Securing /tmp in a hosting env

[Erwin123]

On our physical servers we used to set the /tmp partition to noexec, this saved us a lot of trouble.
This is not possible with OpenVZ since there is no separate partition for /tmp.

I searched for a way to protect them anyway since we have a lot of problems with rogue scripts that get uploaded through customers scripts.

I found this thread:
http://www.eukhost.com/forums/f29/how-do-i-mount-tmp-vpses-noexec-nosuid-options-1025/#post14817

This is on a virtuozzo server, will this work for OpenVZ?

* Login to VPS Hosting.

* Edit /etc/fstab

- Under the existing line (there should only be one line)
- add >> none /tmp tmpfs nodev,nosuid,noexec 0 0
- Reboot the VPS Hosting to make the changes take effect.
- Log back in and enter "df -h" to see whether the changes have taken effect.

To protect all the tmp dirs in all containers on a node:

Since Virtuozzo 3.0 SP1 it is very easy to mount /tmp (and /var/tmp if needed) dir on VEs with noexec, nosuid, nodev options using introduced 'bindmount' technology.

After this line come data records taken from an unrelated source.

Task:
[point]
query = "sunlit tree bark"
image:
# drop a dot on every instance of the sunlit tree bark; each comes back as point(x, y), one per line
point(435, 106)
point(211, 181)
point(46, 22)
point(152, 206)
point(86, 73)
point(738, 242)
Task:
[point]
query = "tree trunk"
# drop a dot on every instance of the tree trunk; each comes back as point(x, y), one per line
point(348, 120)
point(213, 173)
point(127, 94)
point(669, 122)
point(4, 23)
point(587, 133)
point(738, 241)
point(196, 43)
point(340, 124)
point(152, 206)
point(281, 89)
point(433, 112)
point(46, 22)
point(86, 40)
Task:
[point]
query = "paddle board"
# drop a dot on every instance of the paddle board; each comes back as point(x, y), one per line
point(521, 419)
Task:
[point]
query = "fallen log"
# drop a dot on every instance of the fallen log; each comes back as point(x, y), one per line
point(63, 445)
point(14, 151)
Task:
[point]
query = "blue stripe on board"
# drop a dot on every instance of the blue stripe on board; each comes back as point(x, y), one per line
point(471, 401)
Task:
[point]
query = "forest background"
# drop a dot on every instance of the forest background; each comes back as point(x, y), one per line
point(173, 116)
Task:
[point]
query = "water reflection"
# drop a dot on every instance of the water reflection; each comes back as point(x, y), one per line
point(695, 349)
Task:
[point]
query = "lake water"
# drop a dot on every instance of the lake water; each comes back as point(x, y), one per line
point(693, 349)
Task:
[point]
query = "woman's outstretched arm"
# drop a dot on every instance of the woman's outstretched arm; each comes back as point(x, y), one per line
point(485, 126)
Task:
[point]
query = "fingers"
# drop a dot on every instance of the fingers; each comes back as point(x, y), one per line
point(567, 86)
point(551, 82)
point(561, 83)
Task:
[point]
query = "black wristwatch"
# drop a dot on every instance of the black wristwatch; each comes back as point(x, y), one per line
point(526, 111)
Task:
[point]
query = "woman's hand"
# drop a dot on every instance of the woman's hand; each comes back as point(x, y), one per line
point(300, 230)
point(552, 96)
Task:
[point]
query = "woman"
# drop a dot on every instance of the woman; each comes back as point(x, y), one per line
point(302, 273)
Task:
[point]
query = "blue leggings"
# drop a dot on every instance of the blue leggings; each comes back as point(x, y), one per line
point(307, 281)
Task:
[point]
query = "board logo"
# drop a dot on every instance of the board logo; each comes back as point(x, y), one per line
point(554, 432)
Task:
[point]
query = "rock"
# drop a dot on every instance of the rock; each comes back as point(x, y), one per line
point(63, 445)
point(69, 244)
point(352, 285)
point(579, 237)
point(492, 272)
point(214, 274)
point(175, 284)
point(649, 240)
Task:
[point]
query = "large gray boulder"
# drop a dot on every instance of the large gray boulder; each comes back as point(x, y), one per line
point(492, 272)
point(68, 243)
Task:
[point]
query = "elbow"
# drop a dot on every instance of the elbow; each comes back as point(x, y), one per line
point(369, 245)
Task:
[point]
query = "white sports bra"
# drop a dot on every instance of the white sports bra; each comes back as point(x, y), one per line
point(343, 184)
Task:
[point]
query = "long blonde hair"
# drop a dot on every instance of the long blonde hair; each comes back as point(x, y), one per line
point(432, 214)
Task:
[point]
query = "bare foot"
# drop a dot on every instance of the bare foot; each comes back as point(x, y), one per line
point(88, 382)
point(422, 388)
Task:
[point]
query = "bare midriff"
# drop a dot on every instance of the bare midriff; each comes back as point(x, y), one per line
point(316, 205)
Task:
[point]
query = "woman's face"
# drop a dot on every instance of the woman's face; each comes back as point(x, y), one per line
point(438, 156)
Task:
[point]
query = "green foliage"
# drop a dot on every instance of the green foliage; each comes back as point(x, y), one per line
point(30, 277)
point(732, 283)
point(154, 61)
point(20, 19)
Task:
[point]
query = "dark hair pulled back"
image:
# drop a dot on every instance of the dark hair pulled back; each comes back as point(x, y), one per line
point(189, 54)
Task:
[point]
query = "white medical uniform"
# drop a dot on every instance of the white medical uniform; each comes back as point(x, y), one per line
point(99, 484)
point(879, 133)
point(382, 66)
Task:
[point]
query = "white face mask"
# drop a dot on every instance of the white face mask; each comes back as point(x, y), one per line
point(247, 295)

You can follow the steps below to mount /tmp and /var/tmp directories on all VEs with noexec,nosuid options.

1. Update Virtuozzo installation to Virtuozzo 3 SP1 using 'vzup2date' utility.

2. If you want to mount /tmp and /var/tmp on all VEs with noexec,nosuid,nodev options then do the following:
Insert the following line into the main Virtuozzo configuration file /etc/sysconfig/vz:
Quote:
BINDMOUNT="/tmp,nosuid,noexec,nodev /var/tmp,nosuid,noexec,nodev "
and restart all VEs.

Anyone any thoughts on this?

Edit: I see Parallels has its own knowledgebase article about it:
http://kb.parallels.com/en/648

 

[Erwin123]

none /tmp tmpfs nodev,nosuid,noexec 0 0

Seems to work indeed.
I will test some more and let you know if this works.